Saudi Arabia’s approved the Private Sector Participation (PSP) law on Tuesday aimed at increasing private sector participation in infrastructure projects and in the provision of public services to citizens and residents by supporting Public-Private-Partnerships (PPP) and the privatization of public sector assets.
In a statement, Rayyan Nagadi, CEO of the National Center for Privatization & PPP (NCP), said that the PSP Law aims to level distribution of risk between government and private sector and reducing the government’s capital budget.
“The PSP Law will also raise the level of transparency, fairness and integrity of procedures for tendering PPP&P contracts,” he added.
Sultan Al Qahtani, the vice president for Legal & Regulatory Affairs at NCP, said the PSP law will create a governance structure for PPP&P projects that contributes to the implementation of more efficient and effective projects in general, while focusing on high economic impact projects. “Thus, the PSP Law will support Government’s Vision 2030 strategy, contributing to improving spending efficiency, economic diversification, sustainable development and increasing regional and international competitiveness,” he added.
The PSP Law provides a framework for the public sector to participate directly in a project company while protecting the rights of the private partners.

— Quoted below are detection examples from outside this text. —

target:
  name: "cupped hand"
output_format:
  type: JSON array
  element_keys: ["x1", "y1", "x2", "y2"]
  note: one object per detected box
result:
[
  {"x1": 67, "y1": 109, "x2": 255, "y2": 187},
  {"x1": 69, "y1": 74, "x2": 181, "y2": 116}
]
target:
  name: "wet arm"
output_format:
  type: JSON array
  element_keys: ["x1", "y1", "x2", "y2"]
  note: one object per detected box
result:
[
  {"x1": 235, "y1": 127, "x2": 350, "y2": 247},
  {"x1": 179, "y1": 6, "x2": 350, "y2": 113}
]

On the social front, the law will contribute to improving public services to citizens and residents and ensures that the social impacts of PPP&P projects are understood before proceeding with the implementation, NCP said.
The kingdom has identified 16 sectors for privatization and in developing a pipeline of PPP&P opportunities that will help unlock state-owned assets and privatize selected government services to the local and international private sector.